Появились танцоры, мужчины и женщины в легких развевающихся одеждах. Они жонглировали мечами и горящими факелами. Второй евнух принес Гильгамешу блюдо с волшебными сладостями, и воин набросился на них, помогая себе обеими руками. Он не мог остановиться, его тело, выздоравливая, яростно требовало пищи. Рядом с ним краснолицый Говард жадно пил кумыс, словно это была вода, и становился все пьянее и веселее. А второй, которого звали Лавкрафт, сидел, мрачно уставившись на танцоров, и ни к чему не прикоснулся. Казалось, он дрожит, словно попал в снежную бурю.

Гильгамеш кивком потребовал себе второй кувшин. Тут же появился доктор и бесцеремонно присел рядом с ним на груду подушек. Швейцер с одобрением ухмыльнулся, наблюдая, как Гильгамеш жадно пьет.
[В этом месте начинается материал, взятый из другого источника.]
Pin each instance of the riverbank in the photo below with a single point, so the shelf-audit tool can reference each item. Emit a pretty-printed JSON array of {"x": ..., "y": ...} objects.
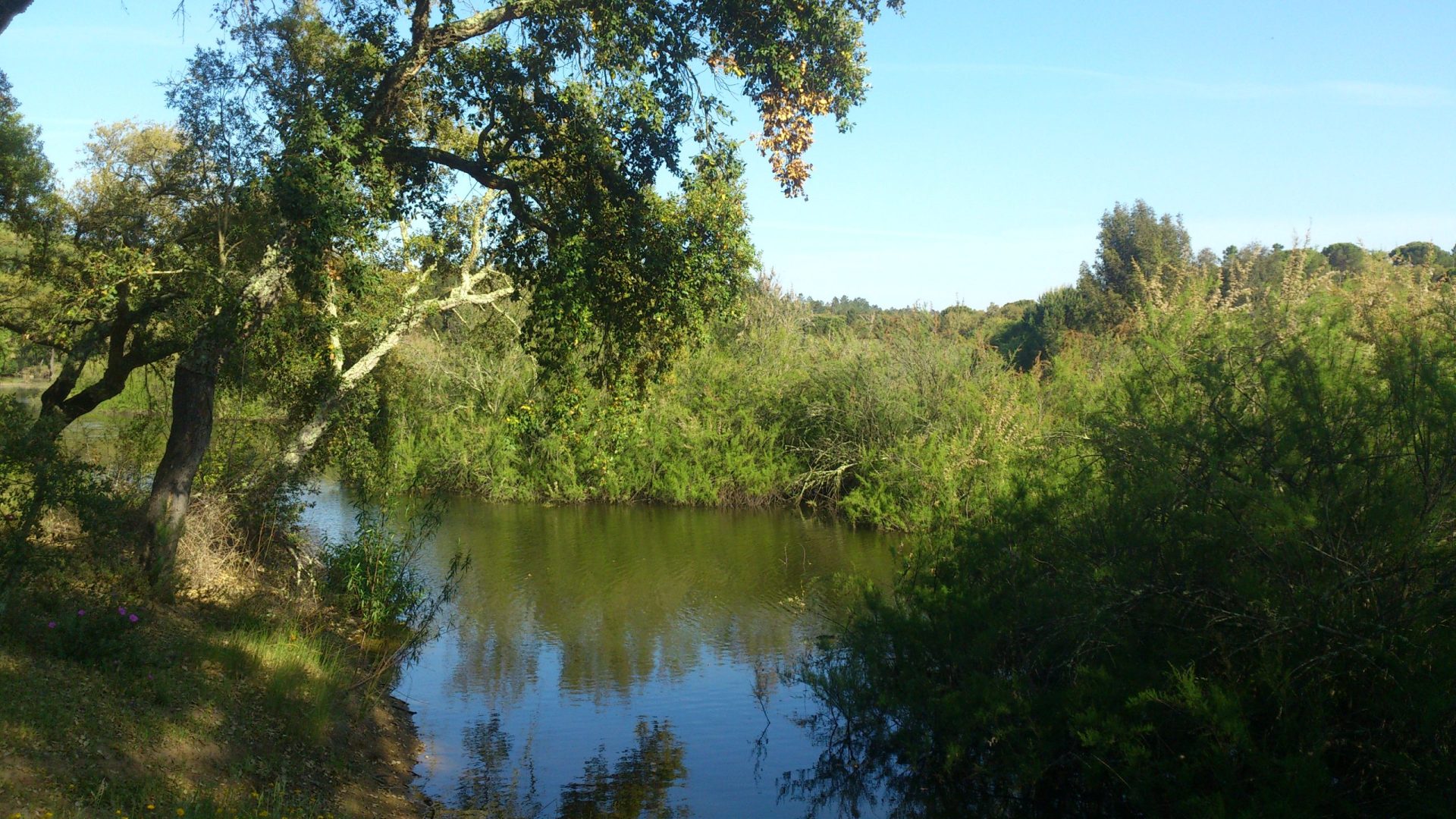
[{"x": 242, "y": 695}]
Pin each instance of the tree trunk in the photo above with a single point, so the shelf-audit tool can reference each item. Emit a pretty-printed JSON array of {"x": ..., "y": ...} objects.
[{"x": 194, "y": 388}]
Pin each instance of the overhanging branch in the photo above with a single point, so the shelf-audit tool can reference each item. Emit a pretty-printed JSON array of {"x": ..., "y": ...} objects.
[{"x": 478, "y": 172}]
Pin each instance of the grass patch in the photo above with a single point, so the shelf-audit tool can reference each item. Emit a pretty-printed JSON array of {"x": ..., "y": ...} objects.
[{"x": 240, "y": 704}]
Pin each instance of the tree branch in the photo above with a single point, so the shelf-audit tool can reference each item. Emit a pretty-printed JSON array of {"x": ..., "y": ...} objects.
[
  {"x": 410, "y": 318},
  {"x": 424, "y": 42},
  {"x": 478, "y": 172}
]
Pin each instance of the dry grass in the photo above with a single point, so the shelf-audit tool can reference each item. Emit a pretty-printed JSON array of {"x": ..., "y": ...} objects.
[{"x": 239, "y": 697}]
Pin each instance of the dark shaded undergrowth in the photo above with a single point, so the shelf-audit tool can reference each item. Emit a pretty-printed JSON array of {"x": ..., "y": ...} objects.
[{"x": 243, "y": 695}]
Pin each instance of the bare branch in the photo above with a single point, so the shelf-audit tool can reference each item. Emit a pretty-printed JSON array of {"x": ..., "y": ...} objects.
[{"x": 424, "y": 42}]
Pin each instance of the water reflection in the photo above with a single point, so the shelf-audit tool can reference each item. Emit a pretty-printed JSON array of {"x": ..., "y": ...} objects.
[
  {"x": 629, "y": 595},
  {"x": 638, "y": 784},
  {"x": 641, "y": 640}
]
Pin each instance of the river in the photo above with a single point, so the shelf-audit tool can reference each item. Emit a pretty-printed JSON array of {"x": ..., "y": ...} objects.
[{"x": 622, "y": 661}]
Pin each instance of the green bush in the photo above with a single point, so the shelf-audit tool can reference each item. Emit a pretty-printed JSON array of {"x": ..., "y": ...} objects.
[
  {"x": 376, "y": 573},
  {"x": 1222, "y": 588},
  {"x": 91, "y": 634}
]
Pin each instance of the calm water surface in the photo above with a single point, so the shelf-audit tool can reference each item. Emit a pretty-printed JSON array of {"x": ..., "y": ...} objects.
[{"x": 622, "y": 661}]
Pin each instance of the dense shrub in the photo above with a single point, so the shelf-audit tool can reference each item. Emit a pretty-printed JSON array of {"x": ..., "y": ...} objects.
[
  {"x": 375, "y": 572},
  {"x": 1222, "y": 588}
]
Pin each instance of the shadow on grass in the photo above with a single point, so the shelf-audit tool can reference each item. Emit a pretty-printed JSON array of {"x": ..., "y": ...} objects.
[{"x": 246, "y": 707}]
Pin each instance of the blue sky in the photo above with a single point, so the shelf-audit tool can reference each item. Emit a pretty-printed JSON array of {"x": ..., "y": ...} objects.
[{"x": 998, "y": 133}]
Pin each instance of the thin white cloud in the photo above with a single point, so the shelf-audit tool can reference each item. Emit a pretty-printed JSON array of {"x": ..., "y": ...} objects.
[{"x": 1391, "y": 93}]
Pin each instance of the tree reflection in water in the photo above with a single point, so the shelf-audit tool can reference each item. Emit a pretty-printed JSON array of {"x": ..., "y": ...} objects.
[{"x": 634, "y": 787}]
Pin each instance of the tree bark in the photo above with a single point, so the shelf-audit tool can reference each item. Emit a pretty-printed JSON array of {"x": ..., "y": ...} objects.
[
  {"x": 413, "y": 316},
  {"x": 194, "y": 390}
]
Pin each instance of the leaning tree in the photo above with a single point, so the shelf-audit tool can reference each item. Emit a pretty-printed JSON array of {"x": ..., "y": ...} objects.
[{"x": 599, "y": 124}]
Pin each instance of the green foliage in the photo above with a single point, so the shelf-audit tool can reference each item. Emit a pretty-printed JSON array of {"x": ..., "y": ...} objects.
[
  {"x": 25, "y": 174},
  {"x": 1423, "y": 254},
  {"x": 1136, "y": 246},
  {"x": 1347, "y": 257},
  {"x": 89, "y": 635},
  {"x": 376, "y": 572},
  {"x": 1220, "y": 586}
]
— Fuhlen Sie sich besser? mein Held, eh[34]? Рука больше не болит? Рана уже затягивается. Как легко вы восстанавливаете силы! Удивительно! Это чудо, мой дорогой Гильгамеш. На вас благословение Господне. — Он взял кувшин у проходившего мимо слуги, отпил глоток и скривился. — Ох уж это их хмельное молоко! Ох уж эта verfluchte[35] музыка! Я бы все сейчас отдал, чтобы почувствовать вкус мозельского и услышать токкату и фугу ре минор! Бах… Вы знаете его?

— Кто это?

— Бах! Бах, Иоганн Себастьян Бах. Величайший из музыкантов, поэт в музыке от Бога! Я видел его однажды, всего один раз. — Глаза Швейцера блестели. — Я тогда еще был здесь новичком. Не прошло и двух недель, как я умер. Это было во дворце короля Фридриха — Фридриха Великого, вы его знаете? Нет? Короля Пруссии? Der alte Fritz?[36] Неважно. Неважно. Es macht nichts[37]. Вдруг появился человек, самый обыкновенный, вы никогда бы не выделили его в толпе. И начал играть на клавикордах, и он не сыграл еще трех тактов, как я сказал: «Это Бах, это, должно быть, настоящий Бах», — и я готов был упасть перед ним на колени, но постеснялся. Это был он. Я спросил себя: «Почему Бах в Аду?» Но потом я спросил себя, может быть, и вы спрашивали, я думаю, что и каждый задавал себе этот вопрос: «А почему я в Аду?» Я знаю, что неисповедимы пути Господни. Может быть, я послан сюда, чтобы помогать проклятым. Может быть, и Бах послан за тем же. Или, может быть, мы все прокляты; или никто не проклят. Es matcht night aus[38], все эти рассуждения. Это ошибка или даже vielleicht[39] грех, воображать, что мы можем постичь Божий промысел. Мы здесь, у нас есть свое предназначение. Нам достаточно это знать.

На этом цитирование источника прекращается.